- A total of 943 hate incidents were reported in Canada in 2021, marking a 47% increase from the previous year.
- Women, children and East Asians composed the majority of the reports.
- Nearly half (48%) of the incidents occurred in public spaces, including parks, streets and sidewalks.
- Verbal harassment was the most reported form (48%) of discrimination, followed by shunning (13%), coughing at or spitting on (12%), and physical force (7%).
- The new data comes from the Chinese Canadian National Council Toronto Chapter (CCNCTO) and Project 1907, which collected self- and witness-reported incidents online.
Anti-Asian hate incidents in Canada have increased by 47% in 2021 compared to the previous year, according to a new report released by the Chinese Canadian National Council Toronto Chapter (CCNCTO) and Project 1907.
A total of 943 racist and xenophobic incidents were reported across the country between Jan. 1, 2021 and Dec. 31, 2021, the report said. The figure includes both self- and witness-reported experiences.
Nearly half (48%) of the incidents occurred in public spaces, including parks, streets and sidewalks. Verbal harassment was the most reported form (48%) of discrimination, followed by shunning (13%), coughing at or spitting on (12%), physical force (7%) and others.
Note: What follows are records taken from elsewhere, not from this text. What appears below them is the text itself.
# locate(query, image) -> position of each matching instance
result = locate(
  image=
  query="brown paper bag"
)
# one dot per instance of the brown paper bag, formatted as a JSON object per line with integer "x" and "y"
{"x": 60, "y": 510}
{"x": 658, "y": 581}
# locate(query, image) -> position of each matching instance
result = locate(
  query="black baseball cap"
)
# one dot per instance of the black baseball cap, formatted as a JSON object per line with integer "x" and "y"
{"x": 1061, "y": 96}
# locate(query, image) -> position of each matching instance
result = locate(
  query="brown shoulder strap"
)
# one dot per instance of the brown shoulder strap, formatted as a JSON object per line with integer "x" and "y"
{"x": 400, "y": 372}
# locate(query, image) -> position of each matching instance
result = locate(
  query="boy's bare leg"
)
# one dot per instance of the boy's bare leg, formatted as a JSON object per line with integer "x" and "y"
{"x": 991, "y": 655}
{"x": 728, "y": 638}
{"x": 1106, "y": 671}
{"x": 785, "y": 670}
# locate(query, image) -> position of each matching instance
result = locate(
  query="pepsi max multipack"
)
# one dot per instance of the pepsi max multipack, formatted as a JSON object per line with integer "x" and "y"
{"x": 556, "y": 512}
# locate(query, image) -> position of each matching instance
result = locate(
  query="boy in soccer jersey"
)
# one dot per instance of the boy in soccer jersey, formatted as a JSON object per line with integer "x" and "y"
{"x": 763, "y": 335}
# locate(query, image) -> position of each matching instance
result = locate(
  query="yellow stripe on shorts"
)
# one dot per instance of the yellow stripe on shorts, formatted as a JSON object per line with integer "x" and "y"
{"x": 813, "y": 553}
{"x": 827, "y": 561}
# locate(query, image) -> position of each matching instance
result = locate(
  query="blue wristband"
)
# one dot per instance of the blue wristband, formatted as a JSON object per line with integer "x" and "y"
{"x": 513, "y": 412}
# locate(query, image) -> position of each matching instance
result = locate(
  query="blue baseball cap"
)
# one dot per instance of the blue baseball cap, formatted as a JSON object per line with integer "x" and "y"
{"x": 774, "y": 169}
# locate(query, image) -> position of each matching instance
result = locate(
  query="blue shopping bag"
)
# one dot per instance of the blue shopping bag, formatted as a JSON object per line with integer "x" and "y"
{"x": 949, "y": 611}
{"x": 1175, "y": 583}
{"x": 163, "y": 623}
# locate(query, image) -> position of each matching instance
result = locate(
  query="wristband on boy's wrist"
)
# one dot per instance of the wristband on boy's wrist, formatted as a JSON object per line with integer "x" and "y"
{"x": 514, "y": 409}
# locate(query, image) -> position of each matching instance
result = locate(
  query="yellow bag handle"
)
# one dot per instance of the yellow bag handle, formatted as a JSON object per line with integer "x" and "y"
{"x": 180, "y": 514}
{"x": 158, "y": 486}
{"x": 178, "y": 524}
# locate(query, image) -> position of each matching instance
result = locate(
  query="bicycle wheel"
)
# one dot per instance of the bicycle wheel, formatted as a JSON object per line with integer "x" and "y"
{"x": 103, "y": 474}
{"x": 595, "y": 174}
East Asians reported the majority (51%) of the incidents, but dramatic spikes were observed among other Asian groups. Southeast Asians, which composed 17% of the reports, saw a 121% increase from 2020, while South Asians, which made up 4% of the total, saw a 318% surge from the same year.
Meanwhile, women represented the majority of the victims at 64%. Incidents against gender non-conforming or non-binary people rose by 73%, while attacks against transgender people increased by 64%.
Alarmingly, incidents against children and adolescents aged 18 and below saw the highest increase at 286%. Those aged 19 to 35 reported a 43% growth, while those 36 to 55 saw a 51% spike.
The figures support the findings of two national surveys released earlier this year. It is also worth noting that Vancouver saw a 717% increase in anti-Asian hate crimes from 2019 to 2020, which led to the city being dubbed the “Anti-Asian Hate Crime Capital of North America.”
Jessie Tang, executive director of the CCNCTO, described trends in the new report as “disheartening” and “disturbing.” She stressed the importance of long-term solutions in combating racism.
“Discrimination, racism, violence and hate hurt our community. This is a systemic issue that requires long-term, committed action by individuals, institutions and governments at all levels and in all sectors,” Tang said.
There is also a need to counter online hate, which surged by 132% in 2021. “Oftentimes behind a screen it’s a lot easier to kind of direct our hate in an anonymous basis,” said Kennes Lin, the anti-Asian racism advisor to CCNCTO.
In the U.S., anti-Asian incidents are believed to be massively underreported. Self-reporting websites appear to log only a small fraction of the problem, but they nonetheless serve as important channels to convey information that can be used in policymaking.
Ellen K., a community organizer from Project 1907, a grassroots advocacy group made up of Asian women, said having a platform to report hate incidents can help mitigate the stress resulting from them.
“Because the lives of Asian Canadians are so often marked by experiences of invisibility, our reporting centres play an important role in providing a safe mechanism for community members to regain a sense of control,” Ellen K. said.